Tempers were high last Friday when the Minister of Trade and Industry, KT Hammond, attempted to lay the legislative instrument in Parliament as the Minority strongly opposed the move.
The bill, if passed, will restrict the importation of 22 products in the country.
Six business associations that will be affected by the import restrictions bill have submitted a petition to Parliament in opposition to the proposed legislative instrument.
The groups under the umbrella name, Joint Business Consultative Forum, include the Ghana Union of Traders’ Associations (GUTA), Food and Beverages Association of Ghana (FABAG), Importers and Exporters Association of Ghana, Ghana Institute of Freight Forwarders (GIFF), Chamber of Automobile Dealership Ghana (CADEG), and Ghana National Chamber of Commerce and Industry (GNCCI).

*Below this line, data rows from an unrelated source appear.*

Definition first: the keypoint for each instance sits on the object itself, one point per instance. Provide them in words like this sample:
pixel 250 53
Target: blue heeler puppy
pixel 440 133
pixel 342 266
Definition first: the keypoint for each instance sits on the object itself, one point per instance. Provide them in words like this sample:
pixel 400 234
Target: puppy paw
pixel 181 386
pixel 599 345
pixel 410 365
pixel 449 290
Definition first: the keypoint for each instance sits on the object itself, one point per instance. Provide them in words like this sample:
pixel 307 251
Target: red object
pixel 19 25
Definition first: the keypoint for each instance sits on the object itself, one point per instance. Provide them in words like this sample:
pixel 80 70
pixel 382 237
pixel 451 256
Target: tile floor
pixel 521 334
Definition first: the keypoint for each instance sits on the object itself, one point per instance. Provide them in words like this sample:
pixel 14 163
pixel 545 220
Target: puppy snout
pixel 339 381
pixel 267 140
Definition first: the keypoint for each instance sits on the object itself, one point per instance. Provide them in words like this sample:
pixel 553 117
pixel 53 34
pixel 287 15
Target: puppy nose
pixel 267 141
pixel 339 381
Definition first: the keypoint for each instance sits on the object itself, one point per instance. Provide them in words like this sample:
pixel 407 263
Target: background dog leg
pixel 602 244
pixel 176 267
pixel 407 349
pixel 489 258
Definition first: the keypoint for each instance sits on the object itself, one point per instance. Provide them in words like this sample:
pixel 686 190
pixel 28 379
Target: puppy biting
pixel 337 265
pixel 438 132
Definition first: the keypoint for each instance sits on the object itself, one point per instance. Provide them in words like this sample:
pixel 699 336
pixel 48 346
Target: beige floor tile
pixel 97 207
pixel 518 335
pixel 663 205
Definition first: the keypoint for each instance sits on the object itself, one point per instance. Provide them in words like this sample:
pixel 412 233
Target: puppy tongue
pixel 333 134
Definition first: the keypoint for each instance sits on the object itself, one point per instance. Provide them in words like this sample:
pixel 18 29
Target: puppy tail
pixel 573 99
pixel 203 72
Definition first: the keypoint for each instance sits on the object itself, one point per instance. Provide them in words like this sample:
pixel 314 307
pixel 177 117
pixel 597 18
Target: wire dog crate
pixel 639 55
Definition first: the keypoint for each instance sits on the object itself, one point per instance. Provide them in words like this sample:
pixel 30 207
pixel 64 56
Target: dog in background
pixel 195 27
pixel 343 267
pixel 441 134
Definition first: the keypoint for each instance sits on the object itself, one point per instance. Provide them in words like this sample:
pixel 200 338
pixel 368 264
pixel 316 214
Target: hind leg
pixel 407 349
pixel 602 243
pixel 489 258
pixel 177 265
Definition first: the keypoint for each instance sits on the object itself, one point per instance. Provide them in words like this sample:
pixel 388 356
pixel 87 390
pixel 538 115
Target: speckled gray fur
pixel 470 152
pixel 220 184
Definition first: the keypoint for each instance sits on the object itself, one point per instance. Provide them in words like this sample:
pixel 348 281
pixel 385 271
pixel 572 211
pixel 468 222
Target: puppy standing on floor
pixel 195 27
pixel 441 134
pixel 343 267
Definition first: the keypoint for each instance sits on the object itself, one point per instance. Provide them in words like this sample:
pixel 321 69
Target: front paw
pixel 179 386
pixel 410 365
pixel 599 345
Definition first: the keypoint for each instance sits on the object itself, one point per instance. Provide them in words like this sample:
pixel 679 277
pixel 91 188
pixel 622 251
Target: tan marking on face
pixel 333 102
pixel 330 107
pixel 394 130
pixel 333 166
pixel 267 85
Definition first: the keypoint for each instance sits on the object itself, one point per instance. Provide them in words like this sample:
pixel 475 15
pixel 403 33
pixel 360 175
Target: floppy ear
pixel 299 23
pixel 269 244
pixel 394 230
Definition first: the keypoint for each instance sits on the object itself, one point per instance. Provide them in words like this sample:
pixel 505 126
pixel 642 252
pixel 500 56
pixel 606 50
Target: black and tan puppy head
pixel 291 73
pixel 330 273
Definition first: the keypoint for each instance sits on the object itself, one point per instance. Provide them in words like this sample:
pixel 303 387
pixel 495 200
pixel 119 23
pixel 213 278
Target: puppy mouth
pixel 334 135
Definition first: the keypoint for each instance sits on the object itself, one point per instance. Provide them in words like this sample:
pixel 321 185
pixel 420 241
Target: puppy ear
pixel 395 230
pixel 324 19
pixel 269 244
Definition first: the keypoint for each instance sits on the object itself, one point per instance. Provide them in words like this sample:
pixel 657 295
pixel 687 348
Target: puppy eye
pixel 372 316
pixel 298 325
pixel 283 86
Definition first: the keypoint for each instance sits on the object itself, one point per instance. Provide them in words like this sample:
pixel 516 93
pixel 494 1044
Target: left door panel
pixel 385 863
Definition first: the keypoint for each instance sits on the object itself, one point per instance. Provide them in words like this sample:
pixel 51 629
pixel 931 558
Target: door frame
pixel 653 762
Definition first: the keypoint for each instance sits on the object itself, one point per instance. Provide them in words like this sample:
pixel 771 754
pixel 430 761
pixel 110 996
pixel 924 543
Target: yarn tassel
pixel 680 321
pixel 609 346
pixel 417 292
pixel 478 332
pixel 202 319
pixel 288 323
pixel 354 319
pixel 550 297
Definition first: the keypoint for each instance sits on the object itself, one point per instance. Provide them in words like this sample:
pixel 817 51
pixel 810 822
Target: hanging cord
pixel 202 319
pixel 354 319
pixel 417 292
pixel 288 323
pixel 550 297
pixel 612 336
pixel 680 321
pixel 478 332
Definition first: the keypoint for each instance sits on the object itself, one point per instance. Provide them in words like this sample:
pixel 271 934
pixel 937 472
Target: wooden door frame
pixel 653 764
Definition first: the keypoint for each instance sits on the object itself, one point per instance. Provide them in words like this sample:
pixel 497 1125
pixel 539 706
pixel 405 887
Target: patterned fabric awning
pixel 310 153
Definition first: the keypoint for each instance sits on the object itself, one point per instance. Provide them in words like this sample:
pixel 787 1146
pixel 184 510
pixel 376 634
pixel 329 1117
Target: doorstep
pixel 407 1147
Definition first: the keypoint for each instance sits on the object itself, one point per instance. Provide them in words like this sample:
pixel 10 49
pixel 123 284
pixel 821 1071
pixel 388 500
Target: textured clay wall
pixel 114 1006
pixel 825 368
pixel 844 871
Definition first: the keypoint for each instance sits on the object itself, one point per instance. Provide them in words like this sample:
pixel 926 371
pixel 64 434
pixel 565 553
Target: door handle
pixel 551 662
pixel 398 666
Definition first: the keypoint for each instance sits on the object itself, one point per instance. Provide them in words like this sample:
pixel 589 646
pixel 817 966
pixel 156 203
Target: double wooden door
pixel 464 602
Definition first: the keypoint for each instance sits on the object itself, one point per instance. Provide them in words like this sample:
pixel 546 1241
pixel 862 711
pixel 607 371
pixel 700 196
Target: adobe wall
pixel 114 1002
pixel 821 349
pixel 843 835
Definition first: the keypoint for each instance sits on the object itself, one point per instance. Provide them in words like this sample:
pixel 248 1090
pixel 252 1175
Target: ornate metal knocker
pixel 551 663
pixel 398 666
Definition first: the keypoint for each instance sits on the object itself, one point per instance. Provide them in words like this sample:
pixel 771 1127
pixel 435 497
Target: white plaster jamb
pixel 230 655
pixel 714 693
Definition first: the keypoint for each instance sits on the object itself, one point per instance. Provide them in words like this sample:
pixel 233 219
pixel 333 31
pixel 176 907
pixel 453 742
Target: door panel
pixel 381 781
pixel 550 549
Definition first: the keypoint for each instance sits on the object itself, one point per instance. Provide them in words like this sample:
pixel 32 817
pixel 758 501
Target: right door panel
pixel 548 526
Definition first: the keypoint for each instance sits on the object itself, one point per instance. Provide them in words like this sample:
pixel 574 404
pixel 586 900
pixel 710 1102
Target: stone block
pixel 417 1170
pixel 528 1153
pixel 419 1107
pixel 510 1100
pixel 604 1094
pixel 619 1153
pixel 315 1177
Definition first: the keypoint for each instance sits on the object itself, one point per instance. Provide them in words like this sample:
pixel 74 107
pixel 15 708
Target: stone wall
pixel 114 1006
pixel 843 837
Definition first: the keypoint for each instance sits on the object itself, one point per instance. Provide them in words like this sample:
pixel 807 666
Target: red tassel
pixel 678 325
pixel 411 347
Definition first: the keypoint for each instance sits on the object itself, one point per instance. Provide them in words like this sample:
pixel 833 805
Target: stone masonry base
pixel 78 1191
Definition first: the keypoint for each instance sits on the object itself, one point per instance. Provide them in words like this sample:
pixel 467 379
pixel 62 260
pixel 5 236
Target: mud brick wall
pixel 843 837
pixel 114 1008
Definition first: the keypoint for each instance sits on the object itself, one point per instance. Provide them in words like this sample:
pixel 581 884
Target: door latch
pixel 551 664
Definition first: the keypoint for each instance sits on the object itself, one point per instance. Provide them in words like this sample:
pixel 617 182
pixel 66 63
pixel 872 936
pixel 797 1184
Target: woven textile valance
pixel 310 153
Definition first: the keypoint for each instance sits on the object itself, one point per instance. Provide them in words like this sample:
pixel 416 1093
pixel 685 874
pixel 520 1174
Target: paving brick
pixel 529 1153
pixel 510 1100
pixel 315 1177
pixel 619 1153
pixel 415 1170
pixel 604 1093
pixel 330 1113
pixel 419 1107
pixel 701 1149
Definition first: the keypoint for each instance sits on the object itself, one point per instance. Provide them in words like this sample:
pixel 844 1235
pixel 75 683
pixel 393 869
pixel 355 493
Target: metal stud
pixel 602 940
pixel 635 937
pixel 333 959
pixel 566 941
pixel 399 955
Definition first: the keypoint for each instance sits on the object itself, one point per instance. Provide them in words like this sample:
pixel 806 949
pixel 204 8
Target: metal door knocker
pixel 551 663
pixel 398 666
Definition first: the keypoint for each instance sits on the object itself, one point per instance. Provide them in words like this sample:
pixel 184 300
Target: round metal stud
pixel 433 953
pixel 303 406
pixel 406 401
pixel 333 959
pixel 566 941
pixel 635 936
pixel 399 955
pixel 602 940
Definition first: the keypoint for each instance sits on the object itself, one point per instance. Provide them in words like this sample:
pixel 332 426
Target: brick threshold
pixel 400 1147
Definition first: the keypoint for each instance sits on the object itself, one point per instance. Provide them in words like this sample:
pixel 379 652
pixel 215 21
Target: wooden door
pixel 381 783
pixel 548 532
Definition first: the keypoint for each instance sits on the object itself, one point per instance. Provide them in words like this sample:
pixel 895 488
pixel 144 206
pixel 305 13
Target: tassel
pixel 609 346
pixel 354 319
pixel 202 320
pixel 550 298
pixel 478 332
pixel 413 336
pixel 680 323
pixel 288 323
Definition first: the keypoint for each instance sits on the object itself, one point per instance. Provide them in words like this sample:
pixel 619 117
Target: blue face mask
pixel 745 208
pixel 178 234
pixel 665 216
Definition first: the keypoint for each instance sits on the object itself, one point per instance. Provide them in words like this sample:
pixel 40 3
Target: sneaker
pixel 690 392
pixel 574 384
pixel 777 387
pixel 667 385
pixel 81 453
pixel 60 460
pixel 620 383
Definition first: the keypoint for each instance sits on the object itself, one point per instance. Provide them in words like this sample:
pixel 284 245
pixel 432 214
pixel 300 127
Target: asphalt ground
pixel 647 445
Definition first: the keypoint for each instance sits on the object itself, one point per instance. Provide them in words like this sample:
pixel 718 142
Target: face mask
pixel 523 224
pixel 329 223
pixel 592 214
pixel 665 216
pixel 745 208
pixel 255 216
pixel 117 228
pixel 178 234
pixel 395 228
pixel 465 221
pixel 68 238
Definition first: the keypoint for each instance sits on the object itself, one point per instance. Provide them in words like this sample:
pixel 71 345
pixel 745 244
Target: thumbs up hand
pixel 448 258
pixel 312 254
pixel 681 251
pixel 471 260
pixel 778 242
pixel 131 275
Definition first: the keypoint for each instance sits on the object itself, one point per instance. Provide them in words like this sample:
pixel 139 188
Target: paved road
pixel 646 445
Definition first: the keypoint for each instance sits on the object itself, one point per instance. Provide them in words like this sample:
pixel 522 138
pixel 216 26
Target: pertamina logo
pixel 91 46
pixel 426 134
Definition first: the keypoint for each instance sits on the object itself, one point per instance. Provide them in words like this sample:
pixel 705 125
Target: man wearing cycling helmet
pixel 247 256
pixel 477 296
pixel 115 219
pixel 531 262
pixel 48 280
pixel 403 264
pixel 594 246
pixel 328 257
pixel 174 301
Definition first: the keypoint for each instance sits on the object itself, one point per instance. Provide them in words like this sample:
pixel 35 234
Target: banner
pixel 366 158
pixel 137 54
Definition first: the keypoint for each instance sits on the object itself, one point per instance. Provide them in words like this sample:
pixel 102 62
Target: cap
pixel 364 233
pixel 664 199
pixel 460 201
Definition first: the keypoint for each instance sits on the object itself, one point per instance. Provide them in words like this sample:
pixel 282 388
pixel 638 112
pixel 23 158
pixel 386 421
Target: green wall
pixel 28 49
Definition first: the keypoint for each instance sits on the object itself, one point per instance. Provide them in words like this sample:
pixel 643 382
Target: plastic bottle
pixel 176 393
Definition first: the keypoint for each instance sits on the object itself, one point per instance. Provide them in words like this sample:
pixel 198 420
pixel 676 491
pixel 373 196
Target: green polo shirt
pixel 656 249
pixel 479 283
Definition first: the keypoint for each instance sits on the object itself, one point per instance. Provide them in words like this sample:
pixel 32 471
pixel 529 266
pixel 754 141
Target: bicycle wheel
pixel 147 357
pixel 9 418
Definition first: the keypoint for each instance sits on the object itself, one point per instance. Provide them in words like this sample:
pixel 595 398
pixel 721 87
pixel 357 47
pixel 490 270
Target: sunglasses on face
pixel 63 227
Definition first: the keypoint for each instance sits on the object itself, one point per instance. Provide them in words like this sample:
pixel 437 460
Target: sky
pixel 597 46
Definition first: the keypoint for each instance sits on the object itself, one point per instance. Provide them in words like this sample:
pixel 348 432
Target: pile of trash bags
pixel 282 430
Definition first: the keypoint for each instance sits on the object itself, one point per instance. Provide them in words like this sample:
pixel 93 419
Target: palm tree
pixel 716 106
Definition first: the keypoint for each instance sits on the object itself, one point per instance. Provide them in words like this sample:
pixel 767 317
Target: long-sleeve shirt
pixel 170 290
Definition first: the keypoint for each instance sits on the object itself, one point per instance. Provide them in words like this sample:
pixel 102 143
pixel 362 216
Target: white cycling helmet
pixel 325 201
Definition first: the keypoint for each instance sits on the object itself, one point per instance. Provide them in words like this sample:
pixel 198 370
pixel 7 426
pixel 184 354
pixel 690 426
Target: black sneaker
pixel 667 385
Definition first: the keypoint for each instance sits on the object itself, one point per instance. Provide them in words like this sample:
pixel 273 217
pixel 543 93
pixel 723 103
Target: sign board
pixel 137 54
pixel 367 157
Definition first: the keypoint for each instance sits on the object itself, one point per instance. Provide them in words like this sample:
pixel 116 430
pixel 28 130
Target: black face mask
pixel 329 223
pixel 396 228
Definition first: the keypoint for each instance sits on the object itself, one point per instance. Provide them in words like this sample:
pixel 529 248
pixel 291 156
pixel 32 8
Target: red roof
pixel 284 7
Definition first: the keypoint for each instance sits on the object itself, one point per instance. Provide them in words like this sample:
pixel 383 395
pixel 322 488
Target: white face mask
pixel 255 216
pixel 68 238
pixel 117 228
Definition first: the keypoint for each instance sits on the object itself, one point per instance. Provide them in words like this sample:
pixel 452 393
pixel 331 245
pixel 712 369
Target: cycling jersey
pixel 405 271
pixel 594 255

During an interview on The Point of View on Citi TV, a Policy Analyst at Third World Network, Sylvester Bagooro, questioned the measures put in place by the government in dealing with supplier constraints in the value chain.
“Every country in the world protects its local economies, so there’s no free-for-all. Looking at what the Minister of Trade and Industry [KT Hammond] wants to do, we need to be very careful so as not to cause more harm. If you want to protect local production, what are the accompanying measures in terms of dealing with supplier constraints?”
He emphasized, “What he’s trying to do, we might actually run into more problems. The Minister is saying that they want to deal with the balance of payment problems and conserve foreign exchange for the country. Yes, you can invoke this reasoning in the World Trade Organisation provisions. The key question is, of all these products, what is the level of domestic production? What are the policy measures you need to raise the measures?”
Sylvester Bagooro underscored the need for Ghana to invoke WTO provisions of increasing tariffs on the importation of these selected products rather than restricting imports.
“The little space you have at the WTO, you can use it. Instead of going the quantitative restrictions, you can go the tariff way, and that will be better, like what Malaysia did. If you want to grow your rice, just raise tariffs on the rice and use it to support the production of the same products. And you can be justified under the WTO rules,” he opined.